Acts 20:28 W&H
Georg Luck:προσέχετε ἑαυτοῖς καὶ παντὶ τῷ ποιμνίῳ, ἐν ᾧ ὑμᾶς τὸ πνεῦμα τὸ ἅγιον ἔθετο ἐπισκόπους, ποιμαίνειν τὴν ἐκκλησίαν τοῦ θεοῦ, ἣν περιεποιήσατο διὰ τοῦ αἵματος τοῦ ἰδίου
And from a footnote:In his farewell speech to the elders of the congregation in Ephesus, Paul says: “So keep watch over yourselves and the whole flock which the Holy Spirit has placed in your care, so you are shepherds of the church of God which he has made through his own blood.” Can we really accept the readings αἵματος τοῦ ἰδίου or ἰδίου αἵματος? The NJB very sensibly translates “the Church of God which he bought with the blood of his own Son,” adopting a conjecture by Knapp, without giving him credit. As Knapp recognized, υἱοῦ was omitted by mistake after ἰδίου by haplography, because of the similarity of the capital letters. In Rom. 8:32 we actually read τοῦ ἰδίου υἱοῦ. That God shed his own blood cannot possibly be the meaning of the Greek, because τοῦ ἰδίου is postponed, nor can God’s own blood” mean “God’s own son”, because “blood” is never used for “son” in the Book of Acts. On the other hand, the idea that God made the Church his own by the blood of Jesus is central to Paul’s thought. A rather desperate way out of the difficulty has been proposed by Metzger who supposes that ὁ ἰδίος could be a title for the Messiah, like ὁ ἀγαπητός. Along the same lines, J. Jervell takes ἰδίου as “of his own”, i. e. Christ which seems to do violence to Greek.

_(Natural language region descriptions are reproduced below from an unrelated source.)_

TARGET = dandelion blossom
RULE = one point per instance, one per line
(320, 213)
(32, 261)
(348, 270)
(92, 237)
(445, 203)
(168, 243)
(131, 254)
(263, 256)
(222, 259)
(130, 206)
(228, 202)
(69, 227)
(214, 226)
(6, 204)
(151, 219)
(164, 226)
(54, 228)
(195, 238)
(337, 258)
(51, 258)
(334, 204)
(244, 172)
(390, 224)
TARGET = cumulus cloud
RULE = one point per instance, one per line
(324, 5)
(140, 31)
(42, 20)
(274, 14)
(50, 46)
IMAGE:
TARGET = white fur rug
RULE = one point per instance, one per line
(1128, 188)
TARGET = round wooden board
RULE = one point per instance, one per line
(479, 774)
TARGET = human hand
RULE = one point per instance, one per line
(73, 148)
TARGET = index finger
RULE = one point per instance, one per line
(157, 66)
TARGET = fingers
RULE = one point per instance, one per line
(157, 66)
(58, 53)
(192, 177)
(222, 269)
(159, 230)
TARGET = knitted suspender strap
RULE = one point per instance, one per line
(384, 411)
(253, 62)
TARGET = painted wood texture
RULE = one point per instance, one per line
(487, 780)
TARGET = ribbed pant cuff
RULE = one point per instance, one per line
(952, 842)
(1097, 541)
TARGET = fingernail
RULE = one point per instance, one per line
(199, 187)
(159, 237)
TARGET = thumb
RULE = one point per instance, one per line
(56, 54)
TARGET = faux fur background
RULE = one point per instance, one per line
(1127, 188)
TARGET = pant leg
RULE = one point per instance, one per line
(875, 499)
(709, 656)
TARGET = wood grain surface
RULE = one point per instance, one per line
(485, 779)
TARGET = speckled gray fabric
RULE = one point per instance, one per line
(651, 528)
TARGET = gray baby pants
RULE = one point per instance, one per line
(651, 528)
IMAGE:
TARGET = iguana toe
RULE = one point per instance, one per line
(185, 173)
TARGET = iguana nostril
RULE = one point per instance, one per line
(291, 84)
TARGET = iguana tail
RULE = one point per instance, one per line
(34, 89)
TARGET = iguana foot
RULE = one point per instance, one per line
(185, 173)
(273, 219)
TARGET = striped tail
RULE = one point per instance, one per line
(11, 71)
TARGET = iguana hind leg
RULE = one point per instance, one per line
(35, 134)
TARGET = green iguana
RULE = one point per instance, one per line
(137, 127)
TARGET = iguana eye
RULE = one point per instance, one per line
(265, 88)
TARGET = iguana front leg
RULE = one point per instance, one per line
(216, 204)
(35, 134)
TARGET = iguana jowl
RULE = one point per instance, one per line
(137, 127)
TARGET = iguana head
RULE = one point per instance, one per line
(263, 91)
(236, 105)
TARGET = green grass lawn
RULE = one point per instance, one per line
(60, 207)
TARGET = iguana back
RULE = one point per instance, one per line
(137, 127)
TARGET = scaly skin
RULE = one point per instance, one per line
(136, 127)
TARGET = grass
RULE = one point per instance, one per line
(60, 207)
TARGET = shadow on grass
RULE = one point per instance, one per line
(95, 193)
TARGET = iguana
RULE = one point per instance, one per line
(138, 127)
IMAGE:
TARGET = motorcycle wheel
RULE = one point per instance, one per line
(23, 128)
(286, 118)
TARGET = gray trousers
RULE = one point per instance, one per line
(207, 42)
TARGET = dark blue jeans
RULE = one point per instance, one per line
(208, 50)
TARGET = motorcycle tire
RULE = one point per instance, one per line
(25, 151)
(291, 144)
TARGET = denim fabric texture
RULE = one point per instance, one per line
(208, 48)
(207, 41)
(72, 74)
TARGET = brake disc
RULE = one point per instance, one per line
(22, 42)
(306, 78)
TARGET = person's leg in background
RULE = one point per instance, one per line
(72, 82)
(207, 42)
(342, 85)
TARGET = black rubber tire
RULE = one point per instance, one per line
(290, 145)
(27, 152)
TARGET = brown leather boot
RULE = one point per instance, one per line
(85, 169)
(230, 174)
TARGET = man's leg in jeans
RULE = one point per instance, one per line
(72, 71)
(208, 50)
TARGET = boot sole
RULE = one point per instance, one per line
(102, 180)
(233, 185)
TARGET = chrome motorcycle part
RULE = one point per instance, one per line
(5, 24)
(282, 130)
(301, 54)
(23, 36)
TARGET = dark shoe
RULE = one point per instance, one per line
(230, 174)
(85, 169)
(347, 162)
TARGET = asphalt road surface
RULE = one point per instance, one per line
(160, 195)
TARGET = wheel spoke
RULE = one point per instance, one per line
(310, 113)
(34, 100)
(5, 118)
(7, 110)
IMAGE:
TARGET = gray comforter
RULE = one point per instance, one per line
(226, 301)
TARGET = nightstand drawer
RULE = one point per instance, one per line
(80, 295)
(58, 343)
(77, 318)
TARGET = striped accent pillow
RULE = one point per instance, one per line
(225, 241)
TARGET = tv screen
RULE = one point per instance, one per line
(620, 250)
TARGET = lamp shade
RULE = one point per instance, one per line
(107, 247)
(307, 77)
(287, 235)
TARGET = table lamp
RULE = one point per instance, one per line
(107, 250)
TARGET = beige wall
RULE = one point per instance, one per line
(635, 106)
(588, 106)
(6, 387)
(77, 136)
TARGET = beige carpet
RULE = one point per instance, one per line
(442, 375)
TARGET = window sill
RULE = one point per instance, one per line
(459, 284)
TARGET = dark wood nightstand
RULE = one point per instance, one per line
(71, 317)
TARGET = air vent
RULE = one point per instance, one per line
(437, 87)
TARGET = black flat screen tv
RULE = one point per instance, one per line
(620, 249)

See on this and other controversial passages H. Riesenfeld, “Sind Konjekturen bei einer Übersetzung des Neuen Testaments notwendig?”, in: Text-Wort-Glaube, Kurt Aland gewidmet, ed. by M. Brecht (=Arbeiten zur Kirchengeschichte 50, 1989), 40-6. Riesenfeld, a theologian, and J. Palm, a hellenist, were commissioned by the Swedish government to translate the New Testament into Swedish. They decided to approach textual problems in a pragmatic fashion, by looking critically, as they say, at all conjectures found in editions and commentaries. They also focused on obscure passages, keeping in mind the possibility of textual corruption. In the end, they claim to have found only two passages, Col. 2:23 and Jude 22-3 which, in their opinion, were corrupt, no satisfactory conjectures being available. In these two instances, they chose a variant from the paradosis and proposed a translation which, in their own words, did not sound “totally nonsensical” – a modest goal, to be sure, though I have doubts about the validity of their method. In two passages, the one we are discussing now and in Rom. 4:11-2, they considered adopting a conjecture but felt that it was not absolutely necessary. In Acts 16:12 (see above) they believed that the conjecture was “highly probable”. In Rom.7:21, Riesenfeld proposed a conjecture of his own. Needless to say, these results give a completely misleading picture of the actual situation. To eliminate suggestions made by scholars like Scaliger, Grotius or Bentley and then surprise the world with a new one is not exactly an approach that deserves to be imitated.